Ancak her insan, yaşam yolunda hangi engeller olursa olsun, sorunları için koşulları ve diğer insanları suçlamanın bir seçenek olmadığını hatırlamalıdır. Her şeyden önce, kendinizi anlamanız ve hangi yolu izleyeceğinizi belirlemeniz gerekir - iyinin yolu veya kötünün yolu. Seçim her zaman kişiye kalmıştır.

Kötülükten yüz çevir ve iyilik yap.
(PS. 36.27)

"Kelime iyidir" - Güzellik yıllarca taşınır, nezaket taşınmaz. lehçe DOBA (zaman, zaman, terim). Kelime hangi renkle doldurulabilir? Sanatsal değer. Manevi (refah, esenlik). Sözlük anlamı. 2. Etimolojik anlam. sıfatlar UYGUN, UYGUN, BENZER. İyiliğe kötülükle karşılık verilmez. Almanca "tapfer" "cesur, yiğit".

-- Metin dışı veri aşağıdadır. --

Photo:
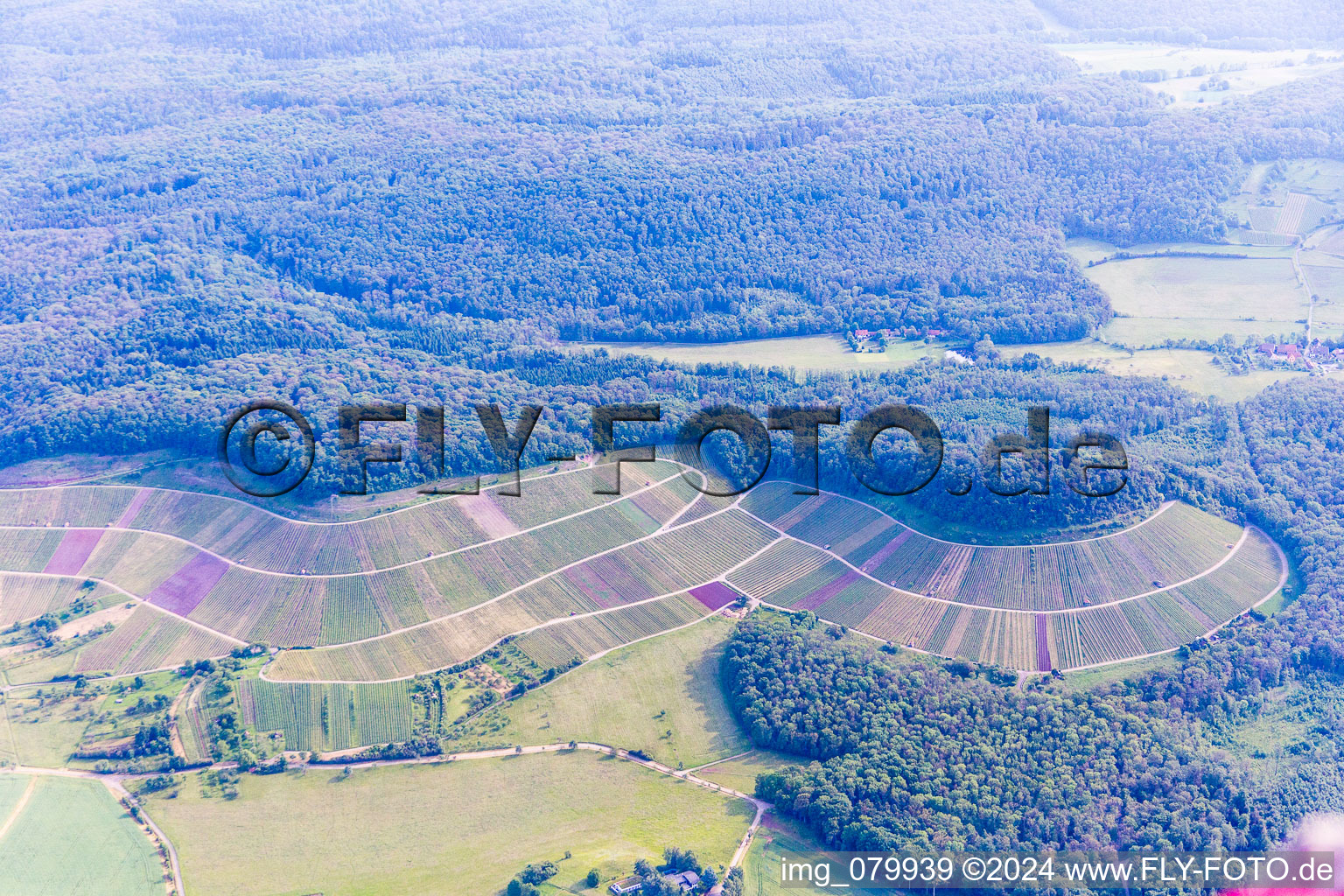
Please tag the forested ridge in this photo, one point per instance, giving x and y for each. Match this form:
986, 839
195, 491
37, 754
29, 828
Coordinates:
922, 754
208, 203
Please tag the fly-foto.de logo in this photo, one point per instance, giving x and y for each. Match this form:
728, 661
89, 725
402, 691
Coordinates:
268, 448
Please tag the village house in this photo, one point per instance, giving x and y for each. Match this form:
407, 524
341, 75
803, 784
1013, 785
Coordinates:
686, 881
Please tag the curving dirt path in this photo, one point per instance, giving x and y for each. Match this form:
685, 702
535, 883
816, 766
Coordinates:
982, 606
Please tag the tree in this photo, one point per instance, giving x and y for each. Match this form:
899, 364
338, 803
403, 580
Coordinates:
538, 872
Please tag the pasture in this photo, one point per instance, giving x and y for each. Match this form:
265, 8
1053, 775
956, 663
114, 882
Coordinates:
789, 352
739, 774
1246, 72
464, 828
73, 838
632, 697
1238, 289
1186, 367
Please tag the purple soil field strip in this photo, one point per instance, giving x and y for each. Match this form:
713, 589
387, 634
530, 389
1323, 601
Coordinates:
133, 508
74, 549
825, 592
1043, 662
885, 551
188, 586
714, 595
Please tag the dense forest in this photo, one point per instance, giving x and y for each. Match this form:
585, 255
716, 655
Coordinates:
920, 754
208, 203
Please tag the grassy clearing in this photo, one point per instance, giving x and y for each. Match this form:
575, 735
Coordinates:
741, 774
1088, 679
46, 724
1143, 332
461, 828
1261, 69
632, 697
43, 731
1264, 289
1190, 368
799, 352
74, 838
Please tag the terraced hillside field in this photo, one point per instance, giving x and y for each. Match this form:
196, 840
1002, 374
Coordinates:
570, 575
1168, 580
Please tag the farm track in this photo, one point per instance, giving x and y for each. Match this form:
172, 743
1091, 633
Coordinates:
115, 785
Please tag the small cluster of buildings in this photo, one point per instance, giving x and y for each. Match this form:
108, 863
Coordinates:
1318, 354
686, 881
864, 335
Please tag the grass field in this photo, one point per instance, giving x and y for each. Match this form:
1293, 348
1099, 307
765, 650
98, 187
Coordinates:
739, 774
43, 731
1190, 368
1261, 69
632, 697
1088, 679
1236, 289
800, 352
73, 838
458, 828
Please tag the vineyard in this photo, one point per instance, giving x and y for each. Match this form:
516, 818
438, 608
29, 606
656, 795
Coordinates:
150, 640
663, 564
1168, 580
569, 574
556, 645
1172, 546
324, 718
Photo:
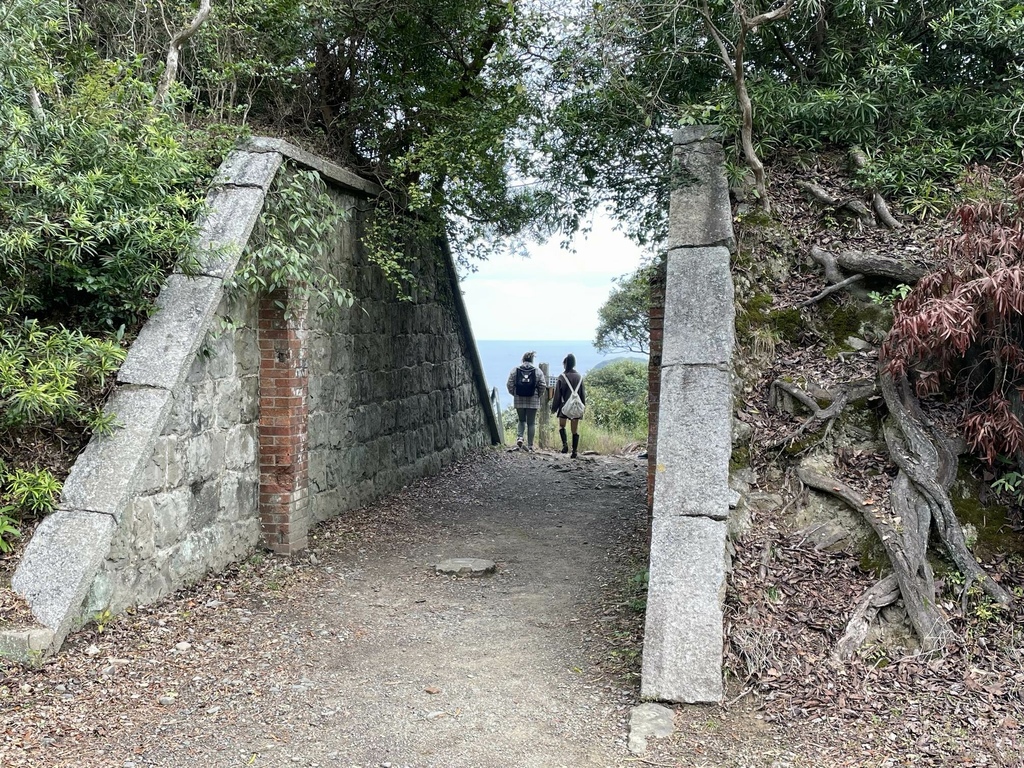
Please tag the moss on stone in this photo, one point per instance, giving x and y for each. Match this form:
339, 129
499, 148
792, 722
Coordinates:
740, 458
995, 536
842, 323
786, 323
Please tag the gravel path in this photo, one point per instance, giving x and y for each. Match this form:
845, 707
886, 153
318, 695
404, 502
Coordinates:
357, 654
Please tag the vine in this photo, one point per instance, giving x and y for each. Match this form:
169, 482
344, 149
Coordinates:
291, 246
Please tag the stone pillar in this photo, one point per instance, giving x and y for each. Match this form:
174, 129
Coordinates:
682, 654
284, 421
656, 312
544, 420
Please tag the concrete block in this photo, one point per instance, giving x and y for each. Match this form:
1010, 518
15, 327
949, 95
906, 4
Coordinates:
693, 442
58, 566
700, 213
111, 467
224, 230
166, 348
698, 307
243, 168
682, 650
329, 170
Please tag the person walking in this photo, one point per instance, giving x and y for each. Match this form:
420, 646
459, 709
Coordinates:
525, 383
569, 402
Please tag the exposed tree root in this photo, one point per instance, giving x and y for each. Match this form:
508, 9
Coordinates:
830, 290
906, 550
885, 592
865, 262
928, 461
838, 401
919, 496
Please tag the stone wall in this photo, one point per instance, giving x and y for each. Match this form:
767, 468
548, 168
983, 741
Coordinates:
691, 398
246, 432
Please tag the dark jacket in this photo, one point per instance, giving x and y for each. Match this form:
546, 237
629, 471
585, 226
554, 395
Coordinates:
526, 401
562, 390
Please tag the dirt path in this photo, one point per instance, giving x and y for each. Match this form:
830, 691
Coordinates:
360, 655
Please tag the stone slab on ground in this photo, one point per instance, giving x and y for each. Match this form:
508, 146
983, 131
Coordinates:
103, 476
694, 441
682, 654
59, 563
648, 720
465, 566
698, 307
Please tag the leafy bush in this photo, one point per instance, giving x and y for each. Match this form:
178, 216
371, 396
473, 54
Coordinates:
616, 397
51, 376
964, 323
293, 239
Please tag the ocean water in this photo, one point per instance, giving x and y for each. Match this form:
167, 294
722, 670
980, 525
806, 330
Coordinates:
499, 357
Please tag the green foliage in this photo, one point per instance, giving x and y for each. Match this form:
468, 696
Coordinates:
289, 250
624, 320
27, 493
616, 396
51, 377
427, 97
892, 297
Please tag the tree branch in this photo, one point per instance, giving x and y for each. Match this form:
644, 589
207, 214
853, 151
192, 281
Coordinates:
174, 52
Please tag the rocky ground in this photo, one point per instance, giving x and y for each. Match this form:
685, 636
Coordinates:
356, 653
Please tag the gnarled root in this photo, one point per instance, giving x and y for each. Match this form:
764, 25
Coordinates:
928, 462
827, 416
906, 550
885, 592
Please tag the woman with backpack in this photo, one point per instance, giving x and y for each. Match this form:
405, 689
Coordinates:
569, 402
525, 383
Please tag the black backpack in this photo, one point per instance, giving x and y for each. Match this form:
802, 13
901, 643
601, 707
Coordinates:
525, 381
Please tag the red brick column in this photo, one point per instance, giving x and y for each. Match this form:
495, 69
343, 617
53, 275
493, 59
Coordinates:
284, 416
654, 376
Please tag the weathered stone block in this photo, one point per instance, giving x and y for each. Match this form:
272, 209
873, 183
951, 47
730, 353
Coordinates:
225, 229
682, 651
693, 441
108, 471
58, 565
700, 213
166, 347
698, 307
243, 168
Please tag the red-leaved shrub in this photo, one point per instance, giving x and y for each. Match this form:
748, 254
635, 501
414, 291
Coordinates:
963, 326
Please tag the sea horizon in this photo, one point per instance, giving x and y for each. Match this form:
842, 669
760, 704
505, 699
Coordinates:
499, 356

"Rus masallarında iyilik ve kötülük" - Masallar ne öğretir? Peri masalları sakinleşir, sihir ve merak atmosferine kapılır. Kötülük nereden geliyor? Bilge Vasilisa. Dünyanın masallarını okuyoruz Ana sonuçlar. İçerik. Tüm peri masalları aynı mıdır? İyi her zaman iyi midir? Biz ne yaptık. Dünyanın masallarını okuyoruz. Ana sonuçlar. Masallarda neden cezalandırılırlar? Rus Dilinin Açıklayıcı Sözlüğü).

"Nezaket dünyayı kurtaracak" - Evde barış, huzur, rahatlık, uyum yaratın. Maxim Gorky: "Bir insana nasıl insanca, candan davranılır." İyi Ebeveyn Kodu! Veli amfisi "DÜNYAYI İYİLİK KURTARACAK". Asla bir çocuğa bağırmayın. Halk atasözleri. Jean Jacques Rousseau: "Gerçek nezaket, insanlara karşı iyiliksever bir tavırda yatar."

"İyi" - Bes mi? Bes nasıl davrandı? Koruyucu melek. Hareketler. sevinir. Tamamen kişiye göre değişir. 15 Aralık. Yalnızlık hakkında. İyi ve kötü hakkında. sohbet Meleğe gülüyor. Erkek çocuk? ağlar. Koruyucu melek. Düşüncelerin doğru, Bir aptala öğretiyorsun. Fenalık. "Küçük, koca kafalı ve göbekli, gri ve kabarık." Yavru kediyi evlat edinen çocuk.

"Nezaket hakkında ders saati" - Atasözleri ve sözler ile çalışın. İyilik yaptıktan sonra tövbe etmeyin. Kendine bir bak. Örneğin, "Aile", "Arkadaşlar", "Çalışma", "İlgi alanlarına göre meslekler". İyi hakkında. Kötü insan kömür gibidir: Yanmazsa kararır. Hedefler. Hayat pastası. Özet Bugün iyilik hakkında konuştuk. Ya.A. Kamensky. Lütfen adı belirterek daireyi parçalara ayırın.